Но оперы операми, а жизнь-то — не складывалась.
И уж тут виной не Императрица, а неразделенная, никому и ни разу не выболтанная любовь! Была та любовь связана с испугом и надсадой, нависал над ней тенью Иван Иванович Бецкой (по настырному слуху, отец Екатерины Великой).
А как сладко мог бы зазвучать дуэт Евстигнея и Алымушки!
Но не мог такой дуэт по тем временам из-за громадной сословной разницы зазвучать! Была и еще одна причина, вневременная. Дуэт двух любящих сердец — это еще возможно, а вот дуэт скрипки и арфы — навряд ли. Мистика скрипки и обыденность арфы? Свобода скрипичная и заданность арфовая? Никогда! А Евстигнеюшка этой несоединимости музыкальных инструментов, накрепко сросшихся с судьбами людскими, признать не хотел…
Неразделенная любовь если не изломала, то уж точно сильно исказила Евстигнееву жизнь.
Не случилось взаимности и в другом: в музыкальном романе со временем. Рабство тогдашнее и здесь наложило свой отпечаток: зачем было давать свободу музыкальным невольникам, если трудом их можно было всласть пользоваться даром?

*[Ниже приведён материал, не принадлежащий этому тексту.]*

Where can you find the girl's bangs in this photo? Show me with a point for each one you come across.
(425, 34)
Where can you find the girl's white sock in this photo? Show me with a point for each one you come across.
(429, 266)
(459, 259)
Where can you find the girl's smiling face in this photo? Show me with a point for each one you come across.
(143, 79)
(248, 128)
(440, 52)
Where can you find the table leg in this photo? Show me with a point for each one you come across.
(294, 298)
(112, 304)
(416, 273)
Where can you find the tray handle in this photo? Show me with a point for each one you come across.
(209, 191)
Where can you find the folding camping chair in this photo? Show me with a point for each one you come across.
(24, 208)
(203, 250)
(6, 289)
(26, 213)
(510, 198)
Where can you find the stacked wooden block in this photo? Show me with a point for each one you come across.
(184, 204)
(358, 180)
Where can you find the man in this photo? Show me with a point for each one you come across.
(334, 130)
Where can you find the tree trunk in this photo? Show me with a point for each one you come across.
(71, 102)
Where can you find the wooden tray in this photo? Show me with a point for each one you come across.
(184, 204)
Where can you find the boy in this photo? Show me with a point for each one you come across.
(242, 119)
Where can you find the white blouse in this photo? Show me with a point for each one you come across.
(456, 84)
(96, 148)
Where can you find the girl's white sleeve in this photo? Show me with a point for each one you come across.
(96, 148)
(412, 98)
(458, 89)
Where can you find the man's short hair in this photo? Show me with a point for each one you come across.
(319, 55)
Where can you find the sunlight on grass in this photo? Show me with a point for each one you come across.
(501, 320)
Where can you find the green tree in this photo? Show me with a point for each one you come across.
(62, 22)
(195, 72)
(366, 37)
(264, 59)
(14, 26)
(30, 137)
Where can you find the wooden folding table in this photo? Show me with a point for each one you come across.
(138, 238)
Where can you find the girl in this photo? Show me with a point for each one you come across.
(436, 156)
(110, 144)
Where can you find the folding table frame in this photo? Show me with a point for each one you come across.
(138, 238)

У нас ведь сколько угодно произведений разного рода подписано вовсе не теми, кто их сочинял! Так было в веке восемнадцатом, так было в девятнадцатом, в двадцатом, так остается и в двадцать первом!
Значит — что? Значит, за все в ответе время? Опять нет. Вернее: и времена, и люди, и правители, и Господь Бог, и ангелы его — все за одну-единственную судьбу, за присвоение тем и мелодий великого русского сочинителя и за отнятую у него любовь в ответе!
О многом из этого Евстигней Фомин, с неслыханной до той поры в России страстью и силой, в «Орфее» и рассказал.
Могла его спасти другая женщина (заместив собою образ первой). Но она погибла. А может, и не спасла бы, а только от музыки отвадила?
Тут жизнеописание стало рваться, слоиться: болезни и бедность, слишком дерзкая новизна в музыке и небывало мастерское той новизны воплощение. И главное, бесконечная работа за других! То переписывание бездарных отечественных, то приспособление пустеньких европейских опер к русской сцене. Да тут еще — «ложные масоны», Адонирамовы братья. А хуже их — наезды иезуитов. И как бы не по их тайной наводке — вцепившийся репьем издевочный слуга Филька Щугорев (на сцене — Филька Пролаза). Ну и напоследок — нестерпимая и безответная любовь: любовь к питерской России...
Да мало ли что еще способствовало уничтожению Евстигнеевой жизни и славы?
Важно, что и то, и другое, и третье вело к печальному итогу: истинного, а не придуманного сухим музыкознанием гения, открывшего единственно верный путь отечественной музыки (русские мелодии, обработанные по-европейски!), — мы едва знаем, задвинули в угол...
Так, может, хоть теперь в первый ряд он встанет? Не факт, не фактус…»
Тут дирижер осекся. Ему вспомнилось недавнее — и тоже московское — представление фоминского «Орфея»…
В углу сцены плакал навзрыд мальчик-ангел. Он отчаянно мотал головой, прикрывал лицо ладошками, но слез остановить не мог. Все, кто в те минуты был на сцене, мальчика старались не замечать. До него ли?